Ponieważ Bóg jest miłością, dlatego chce się dzielić swoim istnieniem z innymi istotami. Choć bez wątpienia chce On uszczęśliwić istnieniem jak najwięcej istot, nie stwarza np. na ziemi nieskończenie wielu ludzi, gdyż nasz glob może zapewnić przetrwanie tylko jakiejś określonej liczbie osób. Podobnie ma być z miłością rodzicielską. Autentyczna miłość rodziców powinna pragnąć powołać do życia jak najwięcej dzieci. To pragnienie musi być jednak hamowane realnymi możliwościami, czyli odpowiedzialnością za przekazane życie. Rodzice, bowiem mają nie tylko przekazać życie, ale też zatroszczyć się o prawidłowy rozwój zrodzonych dzieci. Muszą, zatem rozważać, jaka ilość dzieci ten prawidłowy rozwój zapewni. Rozumna miłość ma być fundamentem planowania rodziny. Zastanawiając się nad liczbą dzieci, rodzice powinni rozważać nie tylko same czynniki ekonomiczne. Do pełnego rozwoju i szczęścia dziecko potrzebuje nie tylko ładnego ubranka, licznych zabawek, ale przede wszystkim miłości rodzicielskiej, ich obecności oraz towarzystwa kochającego je rodzeństwa. Darowanie przez rodziców dziecku rodzeństwa przewyższa luksus ekonomiczny, zmniejsza poczucie osamotnienia, zwłaszcza w późniejszym wieku, kiedy rodzice odejdą z tego świata. Tak, więc odpowiedzialne rodzicielstwo jest rozumną troską o rozwój i los powołanych do istnienia dzieci.
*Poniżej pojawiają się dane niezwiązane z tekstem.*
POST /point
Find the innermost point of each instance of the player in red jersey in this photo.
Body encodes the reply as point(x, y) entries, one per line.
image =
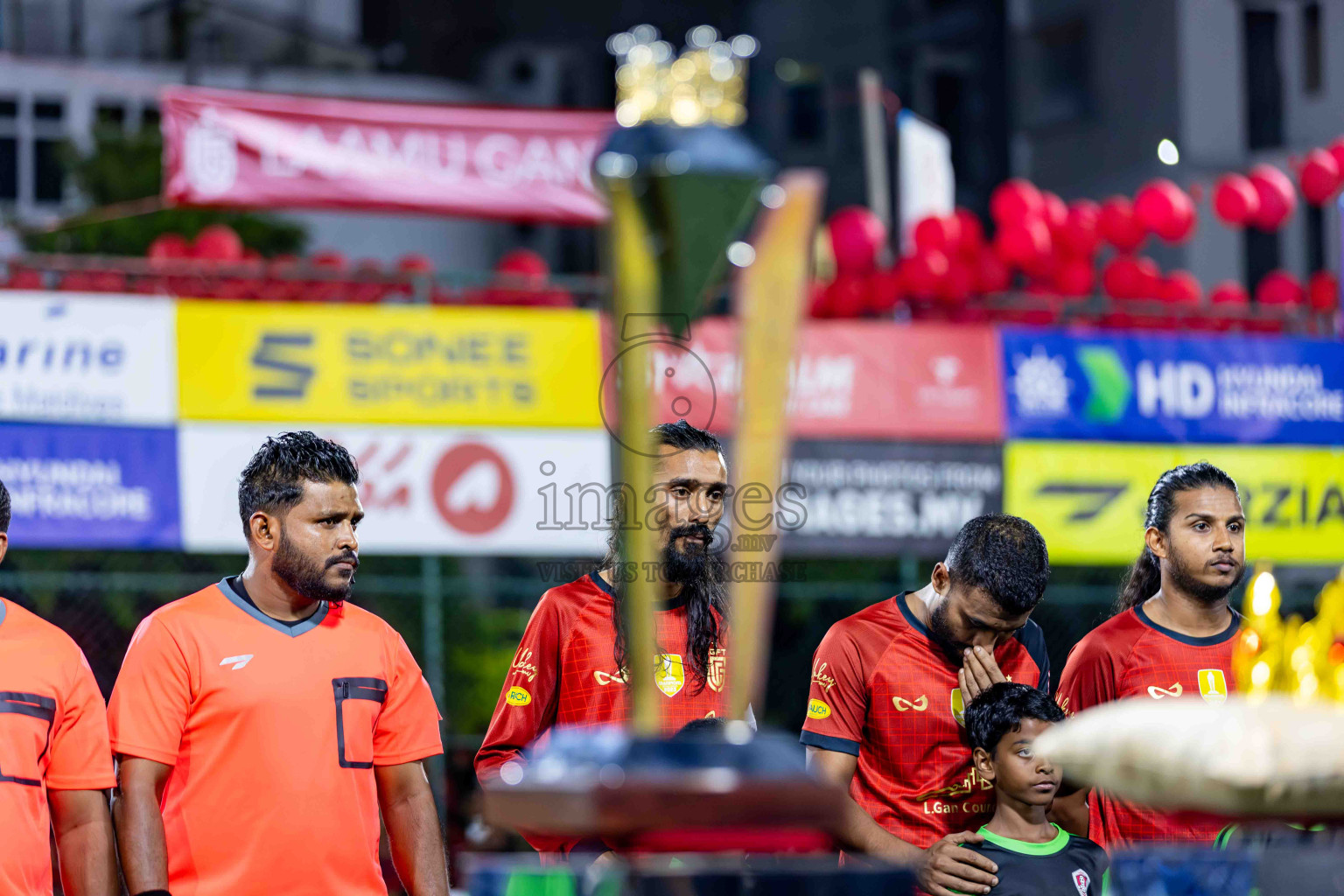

Niemoralne, sprzeczne z miłością, jest takie planowanie rodziny, które wypływa z egoizmu, troski wyłącznie o siebie, ze snobizmu, np. rodzice nie chcą mieć dziecka, bo nie byłoby ich stać na utrzymanie poziomu życia, jaki przyjęty jest w ich środowisku, bo nie mogliby wyjeżdżać za granicę. Brak jest odpowiedzialnego rodzicielstwa u małżonków, którymi włada strach przed ciążą, pogoń za dobrami materialnymi, za nadmiernym luksusem itp., gdyż w tym wszystkim zatraca się prawdziwa miłość. Planując rodzinę, małżonkowie powinni kierować się uczciwym sumieniem, swoje decyzje podejmować przed Bogiem, którego są współpracownikami. Jemu też powinni umieć zawierzyć, zwłaszcza wtedy, gdy przychodzą na świat dzieci „nie zaplanowane” przez nich, a powołane do istnienia przez Boga, który także ma swój plan i wie, co dla nas jest najlepsze. Rodzice ufający Bogu, Jego opatrzności, nie wpadną w panikę, gdy pojawi się „nie planowana” ciąża, i nie zniszczą poczętego życia. Przyjęcie każdego dziecka jest nie tylko wyrazem miłości do niego, ale również i wyrazem zaufania Bogu, Jego dobroci i opiece. Przerwanie ciąży wyraża zarówno brak miłości do poczętego dziecka, jak i nieumiejętność zdania się na Boga, brak ufności, niewiarę w Jego opiekę.
Odpowiedzialne rodzicielstwo wymaga od rodziców znajomości dozwolonych przez Kościół naturalnych metod planowania poczęć, opartych na rozpoznaniu cykliczności dni płodnych i niepłodnych kobiety. Papież Jan Paweł II przypomina konieczność odpowiedniego pouczenia małżonków oraz młodych osób, myślących o założeniu w przyszłości własnej rodziny.